Yes. This is the type of freedom the captains of our industry want and all kinds of reasons are advanced to remove the clause of prior government approval. I will favour such freedom provided they pay a substantial compensation, say six months wages for each year of service, subject to a minimum or maximum amount. In the case mentioned above, a worker will get Rs. 1,80,000 which should allow him to survive. The enterprise will be still a beneficiary considering that otherwise, the worker will stay for the next 25 years on wages which will increase every year. Such a proposal may still be unacceptable to the private sector and as such, the impasse will continue.

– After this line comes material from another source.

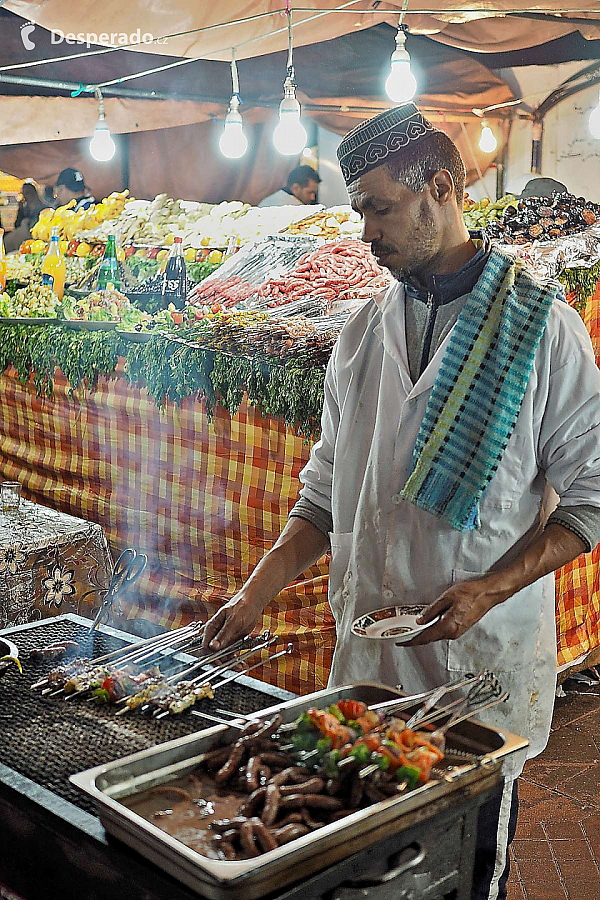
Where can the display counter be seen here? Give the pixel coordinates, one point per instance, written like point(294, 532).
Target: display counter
point(203, 485)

As for enforcement of discipline, there can be no two opinions that each worker drawing wages must do a full day's work and conform to the rules and regulations of the organisation and any failure must attract exemplary punishment if the misconduct so warrants. As a fairly successful human resource manager, I give the assurance that within the existing system of labour laws, discipline and efficiency can be maintained provided the managers who are paid to manage the people working under them do not abdicate their right. Unfortunately, that is the case in both the public and private sectors and then they blame the labour laws for all the ills.

Finally, about ethical corporate governance. Ethics has no standard definition. Family-owned enterprises have their own rules. For them, it is quite ethical to give costly gifts to government officials on the occasion of Deepavali and monthly payments to the police, labour, excise and sales-tax inspectors and so many other clogs in the regulatory set-up of the State and Central Governments. In defence of such practices, they say they will otherwise be constantly harassed. They think that the payments are a small price to pay for peace of mind and financial savings which will accrue to them. They get many legitimate dues reduced by offering financial incentives to decision-making officials.

In this context, the Central Vigilance Commissioner, Mr. N. Vittal, has written to the CII and other employer federations, asking them to pass resolutions and declarations to the effect that their constituent member-companies are not party to giving bribes to government officials. Mandate permiting, the CVC should ask for affidavits from the board of directors of each public limited company saying it follows various laws and that the company officials never give bribes or take undue financial advantages from the firms they manage.

Similar affidavits must be taken from chartered accountants who audit the accounts of public limited companies that the accounts have been scrutinised in letter and in spirit.

If the system controls directors and chartered accountants, whose sacred duty is to protect the interests of all stakeholders, any deviation should attract stringent and exemplary punishment.

So at the end of the day all responsible citizens must ponder the sad state of affairs and do their little bit to arrest the slide. Privatise by all means but set the private sector house in order and at the same time carry out an urgent review of outdated systems and procedures which do not allow even honest entrepreneurs to function. We have not reached a point of no return, as luckily a vast majority of our population including government servants is God-fearing and honest.